Dipping into healthier chips

Almost 60 percent of U.S. potato sales are to chip, French fries and dehydrated potato processors, according to the Agricultural Marketing Research Center. If you’re feeling a little guilty diving into a bag of deep-fried spuds just weeks after making a New Year’s resolution to watch your diet, reach for a bag of the multicolored chip variety instead. 

As some small- and medium-sized companies market these rainbow-colored snacks as a healthier option, Penn State researchers are working to determine if there really are increased health benefits even after processing, said Jairam Vanamala, associate professor of food science.

His research has shown that colored potatoes, such as purple potatoes, contain more anthocyanins, or anti-inflammatory, health-benefiting compounds.

While frying might not be the healthiest potato preparation option, Vanamala said early results show that some of the increased anti-inflammatory compounds found in colored potatoes are retained after frying.
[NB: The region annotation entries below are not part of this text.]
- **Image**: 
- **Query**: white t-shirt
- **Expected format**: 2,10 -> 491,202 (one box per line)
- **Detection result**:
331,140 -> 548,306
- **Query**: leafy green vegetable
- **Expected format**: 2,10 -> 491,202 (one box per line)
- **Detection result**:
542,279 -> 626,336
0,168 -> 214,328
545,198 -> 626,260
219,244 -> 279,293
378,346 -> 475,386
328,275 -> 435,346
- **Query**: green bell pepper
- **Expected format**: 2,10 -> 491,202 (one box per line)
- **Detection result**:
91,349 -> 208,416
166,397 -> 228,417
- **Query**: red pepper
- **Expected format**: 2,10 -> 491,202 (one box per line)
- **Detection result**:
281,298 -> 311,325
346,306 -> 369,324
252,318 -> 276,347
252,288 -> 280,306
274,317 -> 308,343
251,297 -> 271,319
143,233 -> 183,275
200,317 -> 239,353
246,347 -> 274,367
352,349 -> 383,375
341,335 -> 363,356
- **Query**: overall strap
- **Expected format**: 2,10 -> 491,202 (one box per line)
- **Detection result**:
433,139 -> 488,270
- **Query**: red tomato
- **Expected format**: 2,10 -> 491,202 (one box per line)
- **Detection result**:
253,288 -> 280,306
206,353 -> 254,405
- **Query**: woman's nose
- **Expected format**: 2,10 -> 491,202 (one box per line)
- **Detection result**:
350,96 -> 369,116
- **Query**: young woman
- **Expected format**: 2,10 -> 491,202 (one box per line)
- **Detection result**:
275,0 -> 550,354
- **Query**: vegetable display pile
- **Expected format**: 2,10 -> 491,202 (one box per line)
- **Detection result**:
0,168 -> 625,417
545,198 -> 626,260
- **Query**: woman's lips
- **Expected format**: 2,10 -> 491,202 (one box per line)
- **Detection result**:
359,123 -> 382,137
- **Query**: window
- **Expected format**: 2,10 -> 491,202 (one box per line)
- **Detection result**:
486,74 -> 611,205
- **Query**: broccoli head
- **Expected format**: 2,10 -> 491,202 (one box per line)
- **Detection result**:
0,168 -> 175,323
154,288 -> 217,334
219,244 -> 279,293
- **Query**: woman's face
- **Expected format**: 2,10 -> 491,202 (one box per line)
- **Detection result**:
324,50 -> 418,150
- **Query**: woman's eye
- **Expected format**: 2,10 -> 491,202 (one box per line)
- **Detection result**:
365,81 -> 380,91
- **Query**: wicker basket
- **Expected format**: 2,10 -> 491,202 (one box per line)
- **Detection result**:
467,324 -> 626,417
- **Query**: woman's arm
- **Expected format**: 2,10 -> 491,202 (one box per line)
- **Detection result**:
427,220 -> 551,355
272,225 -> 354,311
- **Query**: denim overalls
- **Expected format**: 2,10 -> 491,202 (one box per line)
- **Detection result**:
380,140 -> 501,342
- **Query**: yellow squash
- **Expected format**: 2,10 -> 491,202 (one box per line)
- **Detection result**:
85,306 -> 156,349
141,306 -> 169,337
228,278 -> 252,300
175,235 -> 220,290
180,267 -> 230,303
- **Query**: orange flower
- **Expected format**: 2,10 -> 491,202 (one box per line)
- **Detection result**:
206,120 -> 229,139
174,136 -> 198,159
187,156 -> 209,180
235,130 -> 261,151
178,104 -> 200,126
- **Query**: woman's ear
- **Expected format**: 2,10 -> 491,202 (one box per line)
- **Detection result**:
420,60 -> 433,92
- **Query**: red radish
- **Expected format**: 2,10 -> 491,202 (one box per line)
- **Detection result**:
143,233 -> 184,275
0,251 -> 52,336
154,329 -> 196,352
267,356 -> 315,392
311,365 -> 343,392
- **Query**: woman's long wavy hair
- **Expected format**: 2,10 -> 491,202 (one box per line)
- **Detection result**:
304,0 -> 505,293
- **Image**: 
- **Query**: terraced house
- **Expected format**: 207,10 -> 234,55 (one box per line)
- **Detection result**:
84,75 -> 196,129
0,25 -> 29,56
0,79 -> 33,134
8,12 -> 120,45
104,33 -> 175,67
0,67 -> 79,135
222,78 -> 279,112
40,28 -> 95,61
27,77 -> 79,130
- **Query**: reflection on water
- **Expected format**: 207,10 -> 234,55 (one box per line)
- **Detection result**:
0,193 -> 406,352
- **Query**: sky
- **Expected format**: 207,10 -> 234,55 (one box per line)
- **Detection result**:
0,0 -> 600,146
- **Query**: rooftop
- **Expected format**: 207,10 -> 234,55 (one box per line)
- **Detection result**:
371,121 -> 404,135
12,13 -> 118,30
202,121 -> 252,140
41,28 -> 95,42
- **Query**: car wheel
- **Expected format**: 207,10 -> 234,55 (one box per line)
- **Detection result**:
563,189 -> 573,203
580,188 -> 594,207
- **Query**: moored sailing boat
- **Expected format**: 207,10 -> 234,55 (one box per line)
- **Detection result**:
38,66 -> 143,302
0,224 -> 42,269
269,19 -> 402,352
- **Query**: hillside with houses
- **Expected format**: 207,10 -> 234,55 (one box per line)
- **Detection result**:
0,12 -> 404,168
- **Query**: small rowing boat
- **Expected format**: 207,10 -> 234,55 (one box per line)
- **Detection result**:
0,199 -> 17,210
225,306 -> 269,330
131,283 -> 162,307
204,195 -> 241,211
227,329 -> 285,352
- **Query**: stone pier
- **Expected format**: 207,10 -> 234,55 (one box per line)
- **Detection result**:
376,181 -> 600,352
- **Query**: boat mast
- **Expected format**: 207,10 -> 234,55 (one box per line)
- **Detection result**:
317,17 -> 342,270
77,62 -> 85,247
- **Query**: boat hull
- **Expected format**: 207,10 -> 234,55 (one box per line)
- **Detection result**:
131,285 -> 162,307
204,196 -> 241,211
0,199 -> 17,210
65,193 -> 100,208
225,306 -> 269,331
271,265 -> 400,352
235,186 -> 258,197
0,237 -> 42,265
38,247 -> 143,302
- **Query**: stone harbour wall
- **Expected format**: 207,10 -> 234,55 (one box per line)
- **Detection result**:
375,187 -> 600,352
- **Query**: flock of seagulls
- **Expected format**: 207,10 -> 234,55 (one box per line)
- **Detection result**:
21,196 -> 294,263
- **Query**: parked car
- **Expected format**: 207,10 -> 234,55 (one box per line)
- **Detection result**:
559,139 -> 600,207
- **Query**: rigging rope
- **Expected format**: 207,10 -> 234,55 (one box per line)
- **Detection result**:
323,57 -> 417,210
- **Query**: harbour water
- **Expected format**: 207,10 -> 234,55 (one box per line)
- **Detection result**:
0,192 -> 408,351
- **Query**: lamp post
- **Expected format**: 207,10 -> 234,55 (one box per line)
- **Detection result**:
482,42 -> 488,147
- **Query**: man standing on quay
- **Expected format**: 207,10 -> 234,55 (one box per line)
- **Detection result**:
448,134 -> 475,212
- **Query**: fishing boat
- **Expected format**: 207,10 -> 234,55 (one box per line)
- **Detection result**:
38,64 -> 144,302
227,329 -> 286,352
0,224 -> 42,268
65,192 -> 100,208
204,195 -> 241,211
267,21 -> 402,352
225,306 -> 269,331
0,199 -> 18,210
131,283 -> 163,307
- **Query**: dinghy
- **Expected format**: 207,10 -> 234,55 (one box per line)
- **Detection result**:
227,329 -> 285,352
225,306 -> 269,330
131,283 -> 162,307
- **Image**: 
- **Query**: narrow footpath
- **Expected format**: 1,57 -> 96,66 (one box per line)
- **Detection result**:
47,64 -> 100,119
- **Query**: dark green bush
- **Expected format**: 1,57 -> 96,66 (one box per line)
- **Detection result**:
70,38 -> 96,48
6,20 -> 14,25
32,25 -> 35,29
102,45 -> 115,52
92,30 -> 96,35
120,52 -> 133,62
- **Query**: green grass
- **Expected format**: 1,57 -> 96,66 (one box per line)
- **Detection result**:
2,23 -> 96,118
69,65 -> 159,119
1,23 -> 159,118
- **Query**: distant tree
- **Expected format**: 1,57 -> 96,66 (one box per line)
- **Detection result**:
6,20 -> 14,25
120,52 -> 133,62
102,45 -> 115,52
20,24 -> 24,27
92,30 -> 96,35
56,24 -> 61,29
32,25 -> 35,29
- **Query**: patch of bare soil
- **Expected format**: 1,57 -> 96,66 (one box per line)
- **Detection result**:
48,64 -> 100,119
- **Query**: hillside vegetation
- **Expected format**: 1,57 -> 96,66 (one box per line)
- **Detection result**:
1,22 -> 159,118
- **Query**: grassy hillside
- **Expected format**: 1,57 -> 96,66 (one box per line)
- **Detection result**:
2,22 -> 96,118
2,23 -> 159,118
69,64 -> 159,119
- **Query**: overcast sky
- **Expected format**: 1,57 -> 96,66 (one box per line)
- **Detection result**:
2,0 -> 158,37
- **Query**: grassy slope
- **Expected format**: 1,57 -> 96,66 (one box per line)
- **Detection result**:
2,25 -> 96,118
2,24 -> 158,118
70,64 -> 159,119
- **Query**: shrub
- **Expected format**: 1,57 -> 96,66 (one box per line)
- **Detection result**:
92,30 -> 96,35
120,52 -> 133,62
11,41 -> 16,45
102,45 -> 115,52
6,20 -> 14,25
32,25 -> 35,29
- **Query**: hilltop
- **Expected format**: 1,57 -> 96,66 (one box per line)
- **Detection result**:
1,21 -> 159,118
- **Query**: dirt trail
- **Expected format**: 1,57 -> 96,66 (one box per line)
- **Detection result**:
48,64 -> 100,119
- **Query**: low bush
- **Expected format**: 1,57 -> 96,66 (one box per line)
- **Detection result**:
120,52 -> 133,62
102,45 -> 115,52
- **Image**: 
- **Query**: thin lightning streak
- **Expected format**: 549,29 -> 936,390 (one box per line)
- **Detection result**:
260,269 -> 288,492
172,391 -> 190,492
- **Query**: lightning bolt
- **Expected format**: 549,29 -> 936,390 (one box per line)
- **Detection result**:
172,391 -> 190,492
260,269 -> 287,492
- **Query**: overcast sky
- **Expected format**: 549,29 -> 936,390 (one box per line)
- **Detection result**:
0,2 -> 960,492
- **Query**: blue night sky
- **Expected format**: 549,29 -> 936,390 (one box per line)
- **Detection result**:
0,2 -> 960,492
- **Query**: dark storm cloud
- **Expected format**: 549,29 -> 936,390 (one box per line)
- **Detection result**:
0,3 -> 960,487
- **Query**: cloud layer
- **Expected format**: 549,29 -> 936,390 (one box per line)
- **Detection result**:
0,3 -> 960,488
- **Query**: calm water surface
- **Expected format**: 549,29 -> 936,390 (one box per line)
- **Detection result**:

So colored potato chips, which originally contained more health-benefiting compounds, still hold more than their traditional fried white potato counterparts.

“Typically, it is assumed that the brighter the color the better,” he said. “So, at the end of the day, it’s about eating a rainbow.”

As the marketing trend grows, Vanamala and his team are working to find better ways to fry a potato to keep more of the anti-inflammatory compounds.

“Right now we are trying to optimize the processes to make these potato chips maintain most of their health-benefiting properties,” Vanamala said.

“As far as the research is concerned, my goal is to improve the health benefits of food products, particularly the snacks.”